Please tell me I’m not the only person who read this and thought, “I’m sorry. What?”  There is something really fishy about this logic.  Ruth Marcus writes for the Wilmington News Journal:




Economist Keith Hennessey, an adviser to President George W. Bush, looked at the issue from a different perspective. He assumed that the longer period for collecting benefits would result in increased unemployment – contributing somewhere between 0.5 and 1 percentage points to the unemployment rate – and considered whether the trade-off was worthwhile.


At the lower effect, with unemployment at 9.5 percent, he calculated that “eight people who would like a job but cannot find one are getting more generous (unemployment) benefits for each person who is getting those same benefits and choosing not to take a new job.”


At an 8-to-1 ratio, extending unemployment is good policy, Hennessey said. And what if the more generous benefits contribute a full percentage point to the unemployment rate? Then the ratio of out-of-luck worker to loafer drops to 3.5-to-1. “That is a tougher call, but I would still say yes,” Hennessey concluded.



Okay, so either one out of every nine unemployed people will remain unemployed because of the disincentive to work in the extension of jobless benefits.

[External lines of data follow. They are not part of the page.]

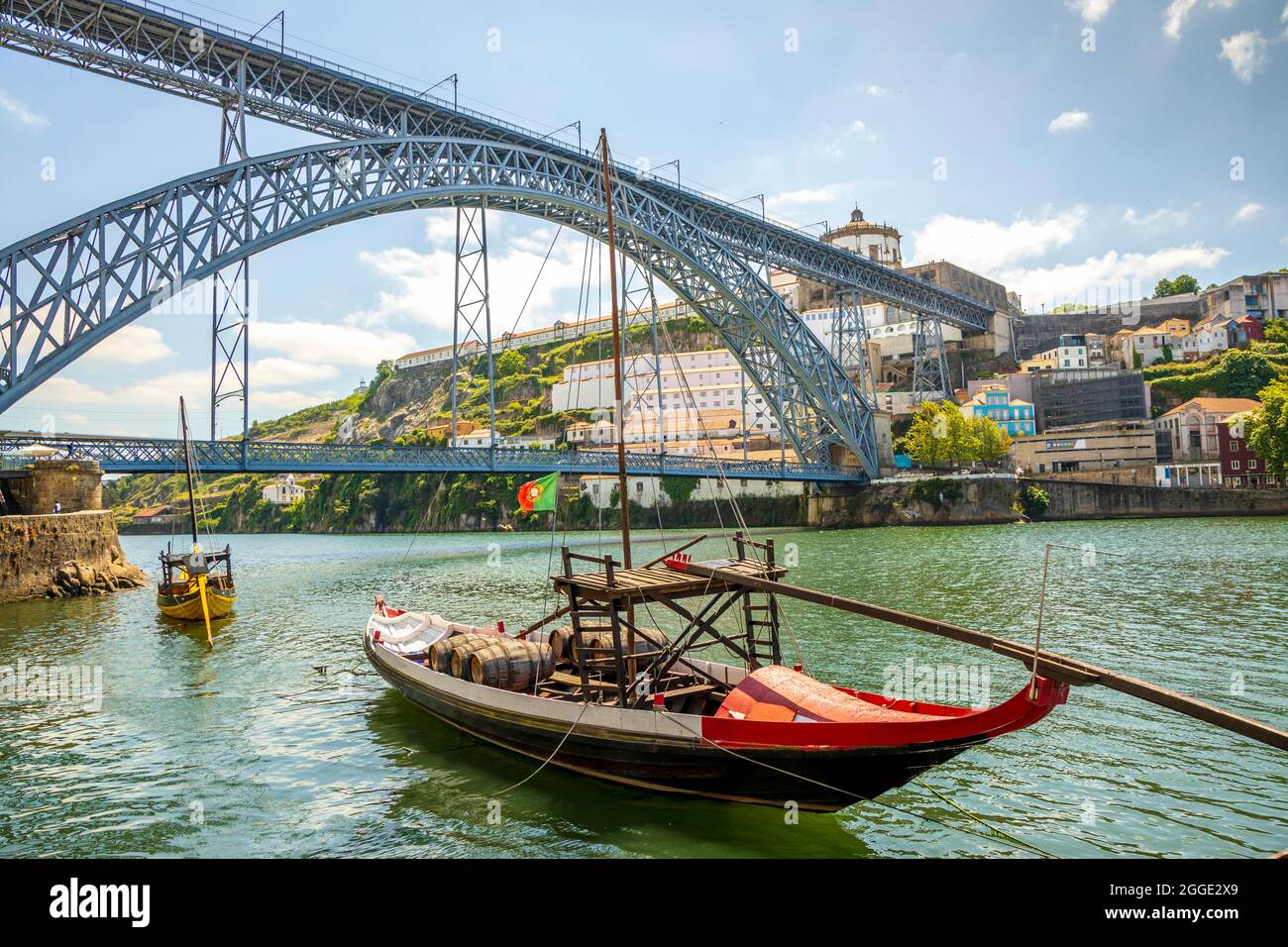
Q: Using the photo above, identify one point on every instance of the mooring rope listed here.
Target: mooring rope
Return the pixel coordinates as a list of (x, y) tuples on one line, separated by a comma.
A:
[(553, 753)]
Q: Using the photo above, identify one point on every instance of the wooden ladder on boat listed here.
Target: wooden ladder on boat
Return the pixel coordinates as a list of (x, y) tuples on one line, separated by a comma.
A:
[(589, 621), (760, 612)]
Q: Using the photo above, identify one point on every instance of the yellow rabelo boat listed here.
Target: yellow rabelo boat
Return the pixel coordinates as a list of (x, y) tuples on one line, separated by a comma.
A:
[(196, 585)]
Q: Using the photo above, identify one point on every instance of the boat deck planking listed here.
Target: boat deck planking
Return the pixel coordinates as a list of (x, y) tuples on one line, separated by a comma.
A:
[(658, 581)]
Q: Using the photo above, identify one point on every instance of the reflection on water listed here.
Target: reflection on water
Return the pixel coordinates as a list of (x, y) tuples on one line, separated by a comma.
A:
[(281, 740)]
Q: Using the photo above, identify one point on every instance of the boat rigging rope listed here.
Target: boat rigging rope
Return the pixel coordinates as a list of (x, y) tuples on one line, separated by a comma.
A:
[(995, 831), (553, 753)]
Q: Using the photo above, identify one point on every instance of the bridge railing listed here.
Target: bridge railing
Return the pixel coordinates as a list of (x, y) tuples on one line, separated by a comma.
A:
[(140, 455)]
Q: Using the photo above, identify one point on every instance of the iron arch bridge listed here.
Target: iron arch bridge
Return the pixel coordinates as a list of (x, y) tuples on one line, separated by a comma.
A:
[(165, 457), (71, 286)]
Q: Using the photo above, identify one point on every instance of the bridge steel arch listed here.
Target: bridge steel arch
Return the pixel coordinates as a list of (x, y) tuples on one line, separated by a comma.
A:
[(71, 286), (171, 51)]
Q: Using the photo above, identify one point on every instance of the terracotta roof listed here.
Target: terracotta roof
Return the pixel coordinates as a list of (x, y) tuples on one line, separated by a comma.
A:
[(1218, 405)]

Or two out of every nine unemployed people will remain unemployed for this reason.


It seems that Marcus (and Hennessey) are ignoring how high unemployment affects the economy – not just the individuals who are unemployed.  Consider those numbers again: if one or maybe even two out of every nine jobless people are voluntarily unemployed – they aren’t trying that hard to get work because they can rely on the unemployment benefits – that adds up to millions of people.  There are currently about 14.6 million unemployed people in the United States.  So, are you telling me that a policy that essentially encourages approximately 1.62 to 3.24 million people to remain jobless is good for the United States?  That’s billions in lost productivity and a smaller economic pie, in addition to the money spent paying unnecessary benefits.


 
Putting that part of the work force back into jobs is tantamount to taking our current unemployment rate of 9.5% and lowering it to 8.4% or 7.4%.  That’s pretty significant.



Of course we don’t want people who are looking for work in earnest, and simply can’t find a job, to suffer, but we need to also understand the full consequences of policies that discourage work.  It’s more than a budget problem.  It’s a big economic problem.